June, 2022 — Miguel Méndez, CEO, Build to Zero

Summary

The massive deployment of intermittent renewables to achieve the decarbonization targets set out in Paris Agreement by 2050, is arising power management concerns while integrating with the power system due to the variability and intermittency of their renewable energy sources. The implementation of energy storage systems will lead to more efficient energy management system since the generation will be decoupled from its final use, allowing a higher penetration of renewables, decentralizing the energy generation and empowering final consumers to define their own model of consumption.


To accommodate such intermittent power generation into the power system, it’s necessary to use any back-up system able to meet the energy demand independently on the availability of the renewable energy sources

To do it possible there are two different alternatives, either by using conventional power generation plants depending on fossil fuels, or by incorporating energy storage systems within the renewable energy system.
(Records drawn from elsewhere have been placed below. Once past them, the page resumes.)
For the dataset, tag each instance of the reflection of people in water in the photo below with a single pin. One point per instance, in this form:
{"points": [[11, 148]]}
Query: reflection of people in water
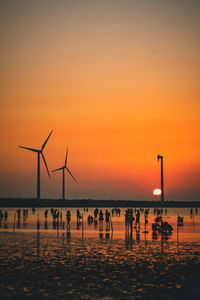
{"points": [[138, 236], [68, 218], [100, 235], [46, 213], [107, 236], [96, 211], [107, 214], [101, 220], [46, 225], [68, 236]]}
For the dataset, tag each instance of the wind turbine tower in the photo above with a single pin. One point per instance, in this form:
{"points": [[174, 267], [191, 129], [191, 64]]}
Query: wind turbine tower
{"points": [[63, 177], [39, 152], [160, 157]]}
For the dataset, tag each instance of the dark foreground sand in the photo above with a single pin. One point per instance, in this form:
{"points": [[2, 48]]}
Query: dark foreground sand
{"points": [[37, 266]]}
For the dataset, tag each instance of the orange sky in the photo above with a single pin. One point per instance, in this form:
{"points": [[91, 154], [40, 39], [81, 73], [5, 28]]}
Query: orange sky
{"points": [[118, 81]]}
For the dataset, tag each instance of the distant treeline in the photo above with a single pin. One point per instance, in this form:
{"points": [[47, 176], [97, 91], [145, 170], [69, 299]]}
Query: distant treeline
{"points": [[10, 202]]}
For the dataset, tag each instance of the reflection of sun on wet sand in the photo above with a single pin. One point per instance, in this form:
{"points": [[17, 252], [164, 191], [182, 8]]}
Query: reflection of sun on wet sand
{"points": [[89, 253]]}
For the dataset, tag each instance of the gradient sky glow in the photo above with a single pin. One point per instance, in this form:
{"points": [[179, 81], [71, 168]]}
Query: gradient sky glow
{"points": [[117, 80]]}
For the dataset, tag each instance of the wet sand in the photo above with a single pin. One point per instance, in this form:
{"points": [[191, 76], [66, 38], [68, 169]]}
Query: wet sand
{"points": [[63, 264]]}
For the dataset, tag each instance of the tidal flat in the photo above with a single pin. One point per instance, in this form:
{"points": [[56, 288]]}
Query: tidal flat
{"points": [[89, 262]]}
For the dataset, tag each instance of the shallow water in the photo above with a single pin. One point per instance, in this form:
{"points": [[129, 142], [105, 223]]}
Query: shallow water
{"points": [[92, 262]]}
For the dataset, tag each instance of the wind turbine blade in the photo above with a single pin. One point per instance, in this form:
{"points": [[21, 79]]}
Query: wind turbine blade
{"points": [[71, 175], [66, 157], [31, 149], [46, 140], [57, 169], [45, 164]]}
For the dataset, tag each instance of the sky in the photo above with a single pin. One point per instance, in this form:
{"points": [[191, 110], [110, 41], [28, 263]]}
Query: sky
{"points": [[117, 81]]}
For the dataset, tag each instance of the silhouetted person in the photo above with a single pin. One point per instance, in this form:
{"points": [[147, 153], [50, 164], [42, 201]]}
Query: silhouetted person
{"points": [[78, 215], [68, 218], [107, 215], [137, 220], [101, 216], [5, 216], [96, 211], [46, 225], [46, 213]]}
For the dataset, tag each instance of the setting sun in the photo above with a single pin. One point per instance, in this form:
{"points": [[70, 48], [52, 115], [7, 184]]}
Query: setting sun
{"points": [[157, 192]]}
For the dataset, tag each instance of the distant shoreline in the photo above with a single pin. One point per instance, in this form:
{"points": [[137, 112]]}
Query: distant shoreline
{"points": [[10, 202]]}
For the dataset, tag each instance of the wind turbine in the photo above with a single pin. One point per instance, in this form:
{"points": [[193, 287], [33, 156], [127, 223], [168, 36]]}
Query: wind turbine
{"points": [[39, 152], [160, 157], [64, 168]]}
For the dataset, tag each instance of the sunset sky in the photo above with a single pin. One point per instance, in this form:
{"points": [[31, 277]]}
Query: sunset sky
{"points": [[117, 80]]}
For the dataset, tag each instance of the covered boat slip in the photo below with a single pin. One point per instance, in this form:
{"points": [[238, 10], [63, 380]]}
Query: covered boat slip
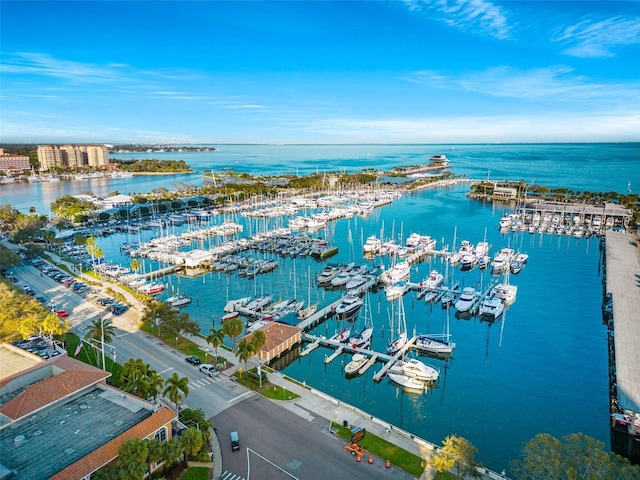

Those storage systems allow intermittent renewables to provide energy as stable as conventional power plants and to decouple the energy generation from its final use, flattening the renewable power generation curve and minimizing the use of fossil fuels to meet the actual energy demand.

The inconsistency of power supply using intermittent renewables has strongly conditioned the penetration of renewables in different geographies due to the impossibility to properly manage the power system to the actual supply and demand of energy thus, consequently, more than 1% of the annual installed capacity of wind and photovoltaic is curtailed and not allowed to dispatch electricity at the delivery points, representing tens of TWh wasted worldwide every year .

However, to reach the global energy transition and decarbonizing targets set out in the Paris Agreement, a higher penetration of renewables is requested to achieve carbon neutrality by 2050 expecting an exponential growth of 300% in the electricity generation sourced by renewables , from 25% to 86%, reaching up to 40,500 TWh/year of electricity generated by renewables (see Figure 1).

Hence, the implementation of energy storage systems is crucial to make it happen

The development of these storage solutions must be efficient, sustainable, and completely aligned with the final consumers needs in terms of energy, providing electricity, heat or both, and in terms of costs. These storage technologies not only enable improvements in consumption levels from renewable energy sources, but also provide a range of technical and monetary benefits to end-use consumers since they will be empowered to accommodate their energy needs to the most economic rate available.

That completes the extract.